If you are dealing with an indoor-only pet, find a large window and position your subject so that they are surrounded by it. This lighting will soften them and enhance their natural features as opposed to altering them in an unflattering way.
Eyes are the embodiment of character, and if you want your pet portraits to stand out, then you’re going to want to have the pet’s eyes as sharp as possible. Most of the time, unless you’re lucky, a pet isn’t going to snuggle up next to you while you point a camera at their face. So if you want to get a close up, do the clever thing, use a zoom lens!
This will put a comfortable distance between you and the animal, and you’ll have more opportunity to catch a natural expression, and be able to quickly focus in on their eyes.
Everybody sees an animal from one perspective, which is usually from above. It’s your job as the photographer to provide them with something they haven’t yet seen. Squat down, get low, lie on your belly if you have to. Sure, you may look like you’re crazy doing it, but no one will care, especially once you give them their photos.
The important thing is to be intentional with poses. There are creative ways to shoot animals from above, but don’t just do it because it’s easy, do it because you’ve planned it.
Increase your shutter speed
If you don’t know this already, a German Shepherd chasing a ball can move extremely fast. To avoid a potentially good shot from becoming an unusable blur, increase your shutter speed. The recommended minimum shutter speed is 1/125 for pet portraits, but you’ll have to experiment to see what works right for you.

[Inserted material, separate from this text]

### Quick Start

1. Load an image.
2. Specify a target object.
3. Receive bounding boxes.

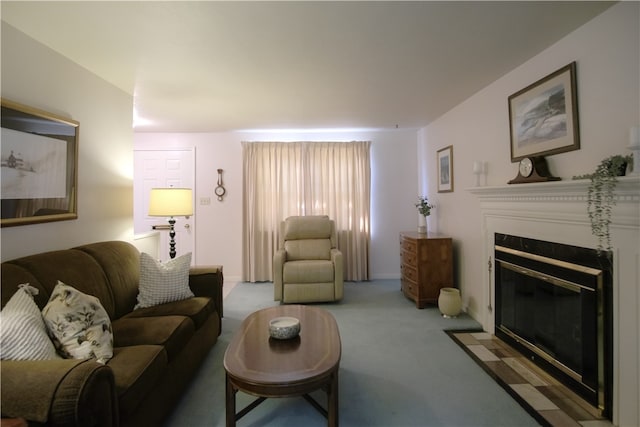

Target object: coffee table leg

Most of the time, you will need to go much higher.
The image above was shot at 1/640, if that gives you any idea.
Introduce a prop
There are hundreds of thousands of pet photographs in circulation, and the photographs you take can easily just become one of many. A way to broaden your portfolio and establish yourself as a creative pet photographer is to introduce a prop. It could be anything—a book, a flower, a basket—it doesn’t matter really.
People like seeing their pets surrounded by cute or interesting things. You can put a kitten in a shoe or give a dog an enormous bone. Whatever you do, it’ll make the photo stand out, and, in turn, make you stand out as good at what you do.

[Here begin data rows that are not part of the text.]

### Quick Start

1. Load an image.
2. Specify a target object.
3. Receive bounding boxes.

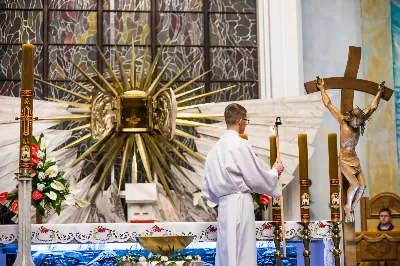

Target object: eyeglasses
[242,118,250,125]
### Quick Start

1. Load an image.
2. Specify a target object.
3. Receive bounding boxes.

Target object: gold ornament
[38,40,235,207]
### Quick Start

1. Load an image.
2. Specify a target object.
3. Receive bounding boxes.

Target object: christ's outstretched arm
[317,77,343,123]
[364,82,385,119]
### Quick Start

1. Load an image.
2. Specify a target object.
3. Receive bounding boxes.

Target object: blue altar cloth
[0,240,325,266]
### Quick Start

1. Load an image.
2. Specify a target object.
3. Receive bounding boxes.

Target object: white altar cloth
[128,261,204,266]
[0,221,332,244]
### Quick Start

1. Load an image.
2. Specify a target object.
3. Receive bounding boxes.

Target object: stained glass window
[0,0,259,183]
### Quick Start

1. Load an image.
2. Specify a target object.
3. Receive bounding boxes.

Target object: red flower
[260,194,271,205]
[11,200,18,213]
[32,144,39,155]
[32,155,39,166]
[210,226,217,233]
[153,226,162,232]
[32,190,43,200]
[0,192,8,201]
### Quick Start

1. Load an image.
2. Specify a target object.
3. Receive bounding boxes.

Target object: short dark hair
[224,103,247,125]
[379,208,392,217]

You’re a creative individual with original ideas—put them to use. As in every other type of photography, there are no conventional rules for pet photography, just many of tips that can point you in the right direction.
Don’t be fooled into thinking that all pets are the same, and, if you think that, maybe pet photography isn’t right for you, because they all have distinct personalities. Talk to the owners, gain insight into what each animal is like, and use that insight as your foundation for building incredible photographs.